The intellect thinks, but it isn’t the thinker.

Atmananda: Then the boundaries, made by our intellect and experiences, also become powerless.

The boundaries aren’t made by the intellect; they are made by ignorance.  Vedanta removes ignorance, not the intellect.  The intellect remains when ignorance goes.  I think what he means is that when Self-knowledge removes Self ignorance one’s thoughts are known to be mithya, apparently real, and are rendered powerless i.e. negated.  As I mentioned the language is experiential.  The intellect thinks. but it isn’t the thinker.  It is an inert material instrument.  It looks like it is conscious because of its intimate proximity to consciousness, which does the thinking with the help of Maya, but it isn’t.  It is seemingly conscious.

His problem is that he didn’t like sanyassis but he had a tremendous spiritual vasana and was a disciplined intellectual.  So he somehow got the knowledge and put it in his own words.  If he been open to sanyassis (he thought they were social drop-outs and leaches) he might have had the good fortune to have been taught by a mahatma and his teaching itself would have been easier to understand.   

Atmananda: Then, even though there is duality it becomes powerless. Even though it is dual, it is non-dual and this is Advaita.

James:  Yes.  The experience of duality exists but the belief that it is real disappears once ignorance is removed.  Here he comes to the right conclusion in spite of his apparent lack of knowledge of the material “aspect” of consciousness.  But provisional acceptance of duality, in this case the belief that the intellect is conscious, is acceptable in Vedanta.  He has to conform to the level of understanding of the person to whom he is communicating.    

Atmananda:  This is also a kind of oneness which we have not created as it is there from discarding duality, and it happens by itself. How does one this is not at all and experience it is only in existence when there is no contradiction.“

James:  This statement is gibberish. “a kind of oneness”?  I doubt that this is a direct quotation.  Obviously English is not the speaker’s native tongue. But it seems like he has it right, a leading error.  However, his words are useless as a teaching.  He’s either trying to say that experience is non-dual even when you are ignorant that you are existence/consciousness or he’s saying that the contradictory nature of experience is not real; that it only seems to contradict the non-dual nature of experience itself.  Experience can only be non-dual because reality, the satchitananda atma, is non-dual, meaning there is only existence/awareness (satchit)

Tom:  I am sorry for providing this excerpt at such length and btw there are no toys, I wrote exactly what was printed and my print page stopped short at the …  Anyway, I read this shortly after I read your email exchange that discussed samadhana.  

There you wrote: “Samadhanam Is keeping the mind on the Self for extended periods of time, which is essential for self inquiry. If the greedy, monkey mind hijacks the mind through the senses, concentration is lost and along with it, usually, discrimination is lost too…..”

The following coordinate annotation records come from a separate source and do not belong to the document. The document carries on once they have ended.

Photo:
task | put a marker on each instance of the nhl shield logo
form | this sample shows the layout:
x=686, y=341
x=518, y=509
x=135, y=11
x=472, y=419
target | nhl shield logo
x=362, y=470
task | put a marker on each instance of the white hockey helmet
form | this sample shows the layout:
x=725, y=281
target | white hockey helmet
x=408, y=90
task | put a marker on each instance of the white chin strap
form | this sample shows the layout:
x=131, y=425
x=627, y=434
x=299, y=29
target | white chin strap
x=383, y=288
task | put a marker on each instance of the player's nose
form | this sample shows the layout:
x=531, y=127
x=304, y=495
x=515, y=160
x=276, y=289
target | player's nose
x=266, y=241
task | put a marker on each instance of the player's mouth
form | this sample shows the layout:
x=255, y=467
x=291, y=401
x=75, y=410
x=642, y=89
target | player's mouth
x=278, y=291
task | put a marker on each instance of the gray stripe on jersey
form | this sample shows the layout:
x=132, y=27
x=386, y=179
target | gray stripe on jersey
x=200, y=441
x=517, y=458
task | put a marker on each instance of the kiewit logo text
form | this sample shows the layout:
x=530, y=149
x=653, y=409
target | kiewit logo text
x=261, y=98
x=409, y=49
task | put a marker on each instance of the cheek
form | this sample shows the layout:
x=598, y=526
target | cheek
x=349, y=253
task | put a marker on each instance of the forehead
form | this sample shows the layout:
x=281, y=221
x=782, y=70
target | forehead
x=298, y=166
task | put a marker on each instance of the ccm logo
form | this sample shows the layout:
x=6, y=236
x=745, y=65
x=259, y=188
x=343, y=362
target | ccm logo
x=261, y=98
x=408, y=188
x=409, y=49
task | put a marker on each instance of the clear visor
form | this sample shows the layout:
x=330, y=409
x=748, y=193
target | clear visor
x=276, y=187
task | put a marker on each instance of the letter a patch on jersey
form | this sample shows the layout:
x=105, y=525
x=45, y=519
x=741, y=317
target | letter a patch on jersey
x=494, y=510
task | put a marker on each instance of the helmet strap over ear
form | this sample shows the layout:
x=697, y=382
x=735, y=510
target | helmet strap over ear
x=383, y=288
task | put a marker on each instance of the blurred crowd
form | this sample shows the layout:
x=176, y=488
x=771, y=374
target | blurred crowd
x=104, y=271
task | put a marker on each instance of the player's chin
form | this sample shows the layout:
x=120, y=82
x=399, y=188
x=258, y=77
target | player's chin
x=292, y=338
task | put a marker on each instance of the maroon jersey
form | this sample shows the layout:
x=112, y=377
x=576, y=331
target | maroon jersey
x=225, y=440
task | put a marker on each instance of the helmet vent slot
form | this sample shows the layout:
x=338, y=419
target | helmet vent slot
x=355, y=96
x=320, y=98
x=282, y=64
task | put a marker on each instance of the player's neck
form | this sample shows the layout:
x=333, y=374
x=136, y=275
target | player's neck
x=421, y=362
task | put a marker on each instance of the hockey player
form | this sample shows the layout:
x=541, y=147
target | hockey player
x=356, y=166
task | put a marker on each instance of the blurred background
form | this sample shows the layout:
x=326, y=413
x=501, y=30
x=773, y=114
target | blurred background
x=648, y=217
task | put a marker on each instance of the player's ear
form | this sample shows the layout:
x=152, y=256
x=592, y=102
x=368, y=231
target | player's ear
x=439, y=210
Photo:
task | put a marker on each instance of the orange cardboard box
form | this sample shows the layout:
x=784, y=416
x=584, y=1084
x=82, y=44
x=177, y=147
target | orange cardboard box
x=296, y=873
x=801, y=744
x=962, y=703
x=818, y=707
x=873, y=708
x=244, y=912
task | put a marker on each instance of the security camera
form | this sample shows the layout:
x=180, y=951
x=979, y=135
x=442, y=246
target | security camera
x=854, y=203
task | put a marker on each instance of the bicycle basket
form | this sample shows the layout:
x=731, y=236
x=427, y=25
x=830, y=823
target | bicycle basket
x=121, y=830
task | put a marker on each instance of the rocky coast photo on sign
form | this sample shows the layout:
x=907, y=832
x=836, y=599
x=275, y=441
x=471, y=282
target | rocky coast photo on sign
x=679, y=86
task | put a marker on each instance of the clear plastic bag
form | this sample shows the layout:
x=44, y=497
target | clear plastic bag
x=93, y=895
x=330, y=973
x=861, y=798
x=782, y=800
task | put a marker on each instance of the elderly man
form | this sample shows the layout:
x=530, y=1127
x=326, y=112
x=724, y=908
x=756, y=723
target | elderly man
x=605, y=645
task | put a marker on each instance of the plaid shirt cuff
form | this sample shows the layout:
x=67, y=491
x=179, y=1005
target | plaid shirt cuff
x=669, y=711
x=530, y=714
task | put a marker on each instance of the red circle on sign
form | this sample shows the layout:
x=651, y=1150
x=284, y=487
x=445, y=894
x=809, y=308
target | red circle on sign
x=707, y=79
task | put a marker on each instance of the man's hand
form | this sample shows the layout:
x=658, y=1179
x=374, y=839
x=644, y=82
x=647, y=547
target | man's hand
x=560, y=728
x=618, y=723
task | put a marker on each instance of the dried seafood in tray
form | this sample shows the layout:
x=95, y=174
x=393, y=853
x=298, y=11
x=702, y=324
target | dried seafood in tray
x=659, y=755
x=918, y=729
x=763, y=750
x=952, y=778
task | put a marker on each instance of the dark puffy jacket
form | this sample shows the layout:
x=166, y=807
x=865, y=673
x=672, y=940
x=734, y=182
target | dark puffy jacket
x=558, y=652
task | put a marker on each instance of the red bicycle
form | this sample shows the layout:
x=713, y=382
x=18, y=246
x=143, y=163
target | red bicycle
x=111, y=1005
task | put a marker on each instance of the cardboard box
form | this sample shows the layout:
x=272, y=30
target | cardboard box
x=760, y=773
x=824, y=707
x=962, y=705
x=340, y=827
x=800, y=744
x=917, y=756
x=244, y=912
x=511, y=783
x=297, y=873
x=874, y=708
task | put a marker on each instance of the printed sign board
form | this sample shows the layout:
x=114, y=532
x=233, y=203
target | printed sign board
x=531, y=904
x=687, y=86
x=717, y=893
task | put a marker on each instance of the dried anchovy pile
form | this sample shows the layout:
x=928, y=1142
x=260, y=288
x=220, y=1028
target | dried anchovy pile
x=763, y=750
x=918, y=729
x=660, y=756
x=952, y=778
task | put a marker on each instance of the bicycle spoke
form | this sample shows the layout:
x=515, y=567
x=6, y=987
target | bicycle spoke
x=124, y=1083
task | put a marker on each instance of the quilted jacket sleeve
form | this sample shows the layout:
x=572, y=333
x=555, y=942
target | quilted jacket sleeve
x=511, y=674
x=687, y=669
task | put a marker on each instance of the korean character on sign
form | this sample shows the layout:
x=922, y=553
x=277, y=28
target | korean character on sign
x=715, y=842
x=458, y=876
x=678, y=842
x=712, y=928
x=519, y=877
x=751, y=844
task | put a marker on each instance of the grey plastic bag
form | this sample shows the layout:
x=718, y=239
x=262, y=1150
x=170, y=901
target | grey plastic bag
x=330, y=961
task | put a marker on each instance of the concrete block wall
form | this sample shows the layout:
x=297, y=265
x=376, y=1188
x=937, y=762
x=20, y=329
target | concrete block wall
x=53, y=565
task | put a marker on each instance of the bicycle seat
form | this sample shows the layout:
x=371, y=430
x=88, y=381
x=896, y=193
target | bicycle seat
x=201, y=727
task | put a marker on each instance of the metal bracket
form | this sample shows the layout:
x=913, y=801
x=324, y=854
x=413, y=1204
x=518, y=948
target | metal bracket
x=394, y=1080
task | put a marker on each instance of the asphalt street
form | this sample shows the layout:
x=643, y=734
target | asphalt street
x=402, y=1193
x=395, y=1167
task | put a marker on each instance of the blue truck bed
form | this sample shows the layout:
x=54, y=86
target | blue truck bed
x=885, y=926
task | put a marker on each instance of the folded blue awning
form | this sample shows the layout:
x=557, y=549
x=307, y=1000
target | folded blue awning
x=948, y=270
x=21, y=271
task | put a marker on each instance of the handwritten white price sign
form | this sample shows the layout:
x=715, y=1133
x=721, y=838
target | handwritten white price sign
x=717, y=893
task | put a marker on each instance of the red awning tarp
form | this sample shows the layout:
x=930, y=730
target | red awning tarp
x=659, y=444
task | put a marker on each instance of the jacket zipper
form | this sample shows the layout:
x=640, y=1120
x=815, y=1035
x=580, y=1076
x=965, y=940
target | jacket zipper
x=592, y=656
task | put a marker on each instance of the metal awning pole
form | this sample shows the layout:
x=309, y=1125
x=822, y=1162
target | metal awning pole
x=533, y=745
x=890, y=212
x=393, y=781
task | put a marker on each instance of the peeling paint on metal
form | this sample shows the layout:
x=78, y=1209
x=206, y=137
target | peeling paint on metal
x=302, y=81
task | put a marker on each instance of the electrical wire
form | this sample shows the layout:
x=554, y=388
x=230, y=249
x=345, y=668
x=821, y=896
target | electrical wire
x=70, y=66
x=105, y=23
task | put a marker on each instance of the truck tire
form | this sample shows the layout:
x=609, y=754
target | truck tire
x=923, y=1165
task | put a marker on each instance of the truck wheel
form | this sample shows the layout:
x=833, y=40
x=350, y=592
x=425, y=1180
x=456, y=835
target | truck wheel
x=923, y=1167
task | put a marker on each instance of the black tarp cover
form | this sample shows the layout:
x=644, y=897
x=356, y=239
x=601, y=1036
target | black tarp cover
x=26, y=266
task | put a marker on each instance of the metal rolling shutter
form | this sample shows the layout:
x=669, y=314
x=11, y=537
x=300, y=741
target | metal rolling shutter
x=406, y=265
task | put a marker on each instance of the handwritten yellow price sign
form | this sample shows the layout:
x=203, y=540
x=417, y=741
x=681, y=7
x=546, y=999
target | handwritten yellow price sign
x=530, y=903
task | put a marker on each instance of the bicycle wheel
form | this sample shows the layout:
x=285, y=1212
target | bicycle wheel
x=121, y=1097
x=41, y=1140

Tom: Your article continues making valid points for all the psychological reasons.  We need to discipline our mind, meaning our thoughts and actions.  I would love to hear from your response to the virtues of these very different treatments of the intellect and how it is to be considered in our spiritual growth and understanding.

James:  Honestly, Tom, Atmananda would have had a much greater impact and his words would be more useful now if he had had the benefit of receiving the traditional Vedantic teaching.  He could not have not known about Shankara and the Vedanta sampradaya.  He was an upper caste Indian intellectual.  I think he was put off by all the irrational mystical spiritual stuff that hovers around on the periphery of true Vedic culture so he went on to put Self knowledge into his own words.  So to make sense of him, one needs to have a very refined intellect and a strong desire to know, like his most clear disciple, John Levy.